Tuesday, March 28, 2023

Researchers closer to understanding how orogenic gold belts are formed

Staff Writer | March 28, 2023 |

The Sunrise Dam gold mine built on and orogenic gold deposit in Western Australia. 
(Reference image by Calistemon, Wikimedia Commons.)

Chinese researchers have discovered that the lithosphere architecture characterized by crust-mantle decoupling controls the formation of orogenic gold belts.


In a paper published in the journal National Science Review, the scientists explain that orogenic gold deposits account for approximately 30% of the world’s gold resources, but opinions about their mineralization mechanism are mixed.

Such gold deposits were previously thought to have developed extensively in the Precambrian greenstone belt while their gold-bearing fluids were considered to have been generated by the dehydration of crustal rocks during metamorphism. However, there is growing evidence for large amounts of epigenetic orogenic gold deposits on the margins of the Tertiary Craton, where the mineralizing fluids show substantial mantle origin.

To test this hypothesis, the research team chose the Ailaoshan orogenic gold belt on the western margin of the Yangzi Craton, located in the southeastern part of the Tibetan Plateau.

Based on the geological, geophysical, and geochemical data from this gold mining area, the team proposed that lithospheric crust-mantle decoupling on the southeast margin of the Tibetan Plateau controls the formation of orogenic gold deposits and establishes a model for mineralization.
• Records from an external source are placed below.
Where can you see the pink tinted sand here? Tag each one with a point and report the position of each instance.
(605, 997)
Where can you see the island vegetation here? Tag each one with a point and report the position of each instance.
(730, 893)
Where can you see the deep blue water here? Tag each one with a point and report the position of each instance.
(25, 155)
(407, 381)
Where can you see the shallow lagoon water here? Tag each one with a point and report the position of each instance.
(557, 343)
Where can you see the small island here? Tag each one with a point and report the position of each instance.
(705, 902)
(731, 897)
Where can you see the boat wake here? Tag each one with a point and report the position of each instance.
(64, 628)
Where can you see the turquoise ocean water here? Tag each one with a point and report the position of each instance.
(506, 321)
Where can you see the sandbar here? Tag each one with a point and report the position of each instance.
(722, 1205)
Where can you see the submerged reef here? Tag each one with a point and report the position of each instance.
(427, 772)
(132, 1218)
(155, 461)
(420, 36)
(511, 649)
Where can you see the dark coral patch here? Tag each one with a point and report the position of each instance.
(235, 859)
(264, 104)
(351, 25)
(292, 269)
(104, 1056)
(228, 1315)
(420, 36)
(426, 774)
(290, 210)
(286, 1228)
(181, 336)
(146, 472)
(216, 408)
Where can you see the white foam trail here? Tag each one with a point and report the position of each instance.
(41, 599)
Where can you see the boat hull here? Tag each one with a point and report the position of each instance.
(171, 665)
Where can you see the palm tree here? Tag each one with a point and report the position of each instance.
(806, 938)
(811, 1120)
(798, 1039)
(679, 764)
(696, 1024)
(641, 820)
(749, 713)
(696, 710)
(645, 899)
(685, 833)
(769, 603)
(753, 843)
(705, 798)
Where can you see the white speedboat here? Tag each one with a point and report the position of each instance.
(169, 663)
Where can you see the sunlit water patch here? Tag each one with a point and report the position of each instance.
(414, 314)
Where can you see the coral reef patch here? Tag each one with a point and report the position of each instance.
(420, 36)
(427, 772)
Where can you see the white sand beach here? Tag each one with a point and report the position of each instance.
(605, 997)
They believe that continental subduction triggered the upwelling of the soft current circle, partial melting of the mantle, and decoupling of the crust-mantle movement.
Control mechanisms of crust-mantle decoupling on orogenic gold systems on the eastern margin of the Qinghai-Tibet Plateau. (Image by University of Science and Technology of China).

“The melt-generated basal magma converges at the crust-mantle decoupling and generates mineralizing fluids, which migrate along supra-crustal fractures to precipitate mineralization in the upper crust,” the team said in a media statement.

In their view, the geodynamic model of crust-mantle decoupling controlling gold mineralization can explain the formation of several large epigenetic orogenic gold provinces.

“The orogenic gold mineralization model proposed in this study can be useful for the integrated geophysical and geochemical investigation of similar gold systems,” the group noted.

The new study is a continuation of the long-term geophysical advanced imaging algorithm development and related research on structural imaging in different regions by Zhang Haijiang’s team at the University of Science and Technology of China.

The group has been working on a series of advanced geophysical imaging algorithms, including the joint imaging algorithms for seismic body wave travel time, surface wave dispersion, and receiver function, and constructed the high-resolution unified velocity model USTClitho1.0 and USTClitho2.0 for the Chinese continental lithosphere.